Energy / Hydraulic Fracturing

Much of North Dakota’s natural gas is going up in flames

Gas flaring near Keene, N.D. Analysts estimate that almost 30 percent of the gas being produced in the state is burned off.

Gas flaring near Keene, N.D. Analysts estimate that almost 30 percent of the gas being produced in the state is burned off.

KEENE, ND — “A remarkable transformation is underway in western North Dakota, where an oil boom is changing the state’s fortunes and leaving once-sleepy towns bursting at the seams. In a series of stories, NPR is exploring the economic, social and environmental demands of this modern-day gold rush.

North Dakota’s oil boom isn’t just about oil; a lot of natural gas comes out of the ground at the same time. But there’s a problem with that: The state doesn’t have the pipelines needed to transport all of that gas to market. There’s also no place to store it.

In many cases, drillers are simply burning it.

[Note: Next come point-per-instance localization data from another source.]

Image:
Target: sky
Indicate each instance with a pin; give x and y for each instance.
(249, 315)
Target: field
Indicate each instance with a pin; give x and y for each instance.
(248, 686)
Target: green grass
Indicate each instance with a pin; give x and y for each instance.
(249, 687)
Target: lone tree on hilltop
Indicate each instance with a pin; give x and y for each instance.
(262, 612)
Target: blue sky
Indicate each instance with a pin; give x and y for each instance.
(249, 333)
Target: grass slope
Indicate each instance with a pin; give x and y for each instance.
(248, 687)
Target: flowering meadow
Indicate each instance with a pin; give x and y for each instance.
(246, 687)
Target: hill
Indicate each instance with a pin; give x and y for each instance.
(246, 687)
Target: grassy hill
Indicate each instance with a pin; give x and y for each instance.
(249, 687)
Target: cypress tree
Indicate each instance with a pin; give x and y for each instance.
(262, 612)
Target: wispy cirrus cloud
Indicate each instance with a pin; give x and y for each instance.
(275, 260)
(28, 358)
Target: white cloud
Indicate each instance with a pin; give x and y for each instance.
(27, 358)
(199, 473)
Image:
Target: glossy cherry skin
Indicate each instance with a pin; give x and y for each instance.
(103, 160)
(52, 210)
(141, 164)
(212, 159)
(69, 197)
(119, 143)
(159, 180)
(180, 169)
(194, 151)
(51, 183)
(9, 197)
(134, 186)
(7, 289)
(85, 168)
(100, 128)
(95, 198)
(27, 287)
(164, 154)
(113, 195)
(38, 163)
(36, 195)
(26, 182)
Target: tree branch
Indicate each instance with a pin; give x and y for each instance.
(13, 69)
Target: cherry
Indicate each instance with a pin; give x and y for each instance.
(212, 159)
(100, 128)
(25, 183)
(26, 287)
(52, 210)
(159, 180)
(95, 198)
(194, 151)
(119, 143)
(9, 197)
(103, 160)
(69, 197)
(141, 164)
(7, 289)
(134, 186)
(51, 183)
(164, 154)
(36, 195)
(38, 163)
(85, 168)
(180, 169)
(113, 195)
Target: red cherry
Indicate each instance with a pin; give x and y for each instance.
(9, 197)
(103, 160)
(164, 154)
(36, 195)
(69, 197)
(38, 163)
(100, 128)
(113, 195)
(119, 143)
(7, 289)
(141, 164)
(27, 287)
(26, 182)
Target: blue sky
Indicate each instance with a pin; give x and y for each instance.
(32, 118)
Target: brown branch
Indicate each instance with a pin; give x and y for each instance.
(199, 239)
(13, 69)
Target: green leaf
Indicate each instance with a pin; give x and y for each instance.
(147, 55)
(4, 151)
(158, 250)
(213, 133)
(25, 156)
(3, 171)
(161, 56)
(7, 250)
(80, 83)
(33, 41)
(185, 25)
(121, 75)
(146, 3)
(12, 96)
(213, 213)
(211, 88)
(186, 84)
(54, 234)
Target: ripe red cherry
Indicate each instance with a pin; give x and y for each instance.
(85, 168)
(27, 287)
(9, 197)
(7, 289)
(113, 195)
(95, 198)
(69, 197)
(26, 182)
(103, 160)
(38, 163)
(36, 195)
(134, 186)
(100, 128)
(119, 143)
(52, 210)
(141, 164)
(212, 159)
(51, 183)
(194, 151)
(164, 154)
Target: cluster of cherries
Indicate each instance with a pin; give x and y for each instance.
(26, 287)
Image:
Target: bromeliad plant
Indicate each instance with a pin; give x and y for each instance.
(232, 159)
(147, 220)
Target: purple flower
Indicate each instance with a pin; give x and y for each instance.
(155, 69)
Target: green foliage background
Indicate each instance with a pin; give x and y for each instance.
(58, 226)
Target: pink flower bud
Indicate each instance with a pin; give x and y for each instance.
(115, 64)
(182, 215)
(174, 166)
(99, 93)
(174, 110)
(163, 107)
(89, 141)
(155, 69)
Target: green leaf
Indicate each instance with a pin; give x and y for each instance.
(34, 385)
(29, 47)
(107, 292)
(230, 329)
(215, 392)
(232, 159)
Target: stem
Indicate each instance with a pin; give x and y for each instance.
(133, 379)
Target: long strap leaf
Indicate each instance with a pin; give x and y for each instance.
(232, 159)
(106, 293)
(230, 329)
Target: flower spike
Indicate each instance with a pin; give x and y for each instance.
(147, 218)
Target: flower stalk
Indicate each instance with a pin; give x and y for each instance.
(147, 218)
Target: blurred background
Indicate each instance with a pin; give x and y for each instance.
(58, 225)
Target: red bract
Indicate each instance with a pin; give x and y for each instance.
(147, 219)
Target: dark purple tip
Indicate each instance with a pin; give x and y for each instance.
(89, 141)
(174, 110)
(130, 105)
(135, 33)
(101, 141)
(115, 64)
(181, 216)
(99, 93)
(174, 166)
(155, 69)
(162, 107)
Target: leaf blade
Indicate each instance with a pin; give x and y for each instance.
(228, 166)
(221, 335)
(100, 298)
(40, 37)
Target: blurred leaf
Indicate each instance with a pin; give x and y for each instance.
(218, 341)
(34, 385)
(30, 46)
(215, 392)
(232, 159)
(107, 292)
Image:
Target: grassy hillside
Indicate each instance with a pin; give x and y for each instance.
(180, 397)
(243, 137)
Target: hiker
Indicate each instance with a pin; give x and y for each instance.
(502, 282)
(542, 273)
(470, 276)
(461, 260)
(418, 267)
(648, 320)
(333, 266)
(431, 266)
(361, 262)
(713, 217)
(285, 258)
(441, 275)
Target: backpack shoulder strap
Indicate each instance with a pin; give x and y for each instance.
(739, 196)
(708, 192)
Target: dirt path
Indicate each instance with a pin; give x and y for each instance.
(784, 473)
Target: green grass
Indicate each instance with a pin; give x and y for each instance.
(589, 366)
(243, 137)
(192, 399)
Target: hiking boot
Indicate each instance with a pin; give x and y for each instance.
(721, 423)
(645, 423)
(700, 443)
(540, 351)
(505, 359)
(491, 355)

‘People are estimating it’s about $1 million a day just being thrown into the air’ says Marcus Stewart, an energy analyst with Bentek Energy. Stewart tracks the amount of gas burned off — or flared — in the state, and his latest figures show that drillers are burning about 27 percent of the gas they produce.

While that percentage has been declining, Stewart says the overall amount of wasted gas is still rising as more oil wells are drilled.”